Molecular simulation of the confined crystallization of ice in cement nanopore

XP Zhu and M Vandamme and ZW Jiang and L Brochard, JOURNAL OF CHEMICAL PHYSICS, 159, 154704 (2023).

DOI: 10.1063/5.0169783

Freezing of water under nanoconfinement exhibits physical peculiarities with respect to the bulk water. However, experimental observations are extremely challenging at this scale, which limits our understanding of the effect of confinement on water properties upon freezing. In this study, we use molecular dynamic simulations to investigate how confinement affects the kinetics of growth of ice and the thermodynamic equilibrium of ice-liquid coexistence.

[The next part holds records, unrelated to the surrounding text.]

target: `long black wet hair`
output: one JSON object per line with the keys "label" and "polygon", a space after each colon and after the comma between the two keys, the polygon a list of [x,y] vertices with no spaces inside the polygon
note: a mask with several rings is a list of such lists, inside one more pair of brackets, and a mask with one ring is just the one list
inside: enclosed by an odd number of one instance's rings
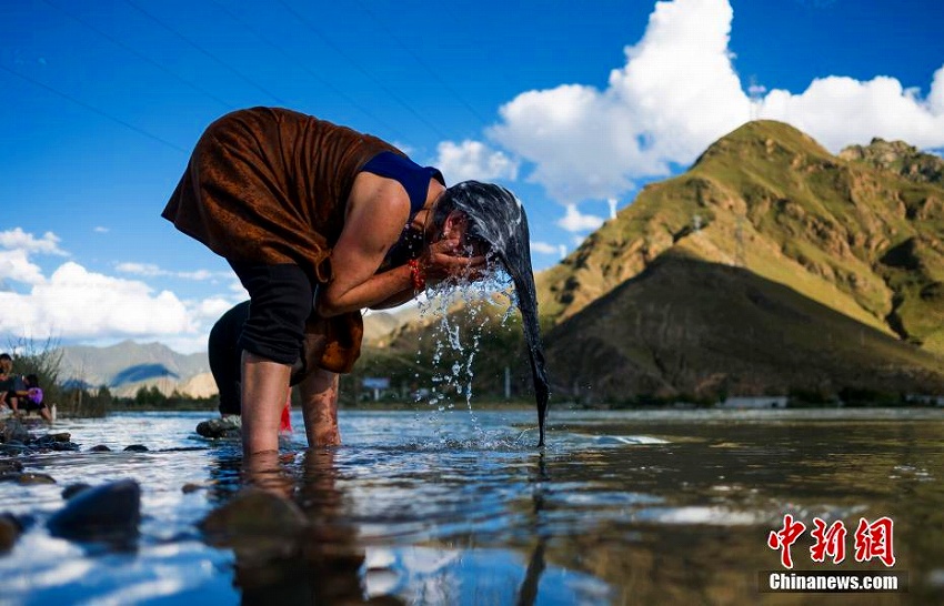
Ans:
{"label": "long black wet hair", "polygon": [[531,375],[534,380],[539,445],[543,445],[549,396],[548,374],[544,367],[541,326],[538,322],[538,295],[531,269],[531,235],[524,206],[512,192],[501,185],[463,181],[446,188],[436,202],[431,220],[434,225],[442,226],[449,214],[456,210],[468,219],[466,239],[485,243],[490,253],[498,257],[514,282],[518,309],[528,341]]}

TIP4P/Ice water model and CSH-FF model were applied to simulate ice crystallization in a confined cement system at temperatures down to 220 K. We adapted an interface detection algorithm and reparameterized the CHILL/CHILL+ algorithm to capture ice growth. The confinement leads to a shift of the maximum growth rate of ice to a higher temperature than for bulk water. Both the confinement and surface impurities contribute to slowing down the ice growth. For the ice-liquid coexistence at equilibrium, we derive a formulation of Thomson's equation adapted to statistical physics quantities accessible by molecular simulation, and we show that this adapted equation predicts accurately the melting line of bulk and confined ice Ih as a function of pressure. The confinement decreases systematically the melting temperature of ice of about 5 K compared with bulk ice Ih. A premelted water film about 1 nm thick is observed between the solid wall and ice, and its thickness is found to decrease continuously as temperature is lowered. We note that the surface impurities are key to the formation of the premelted water nanofilm when the temperature is lower than 250 K.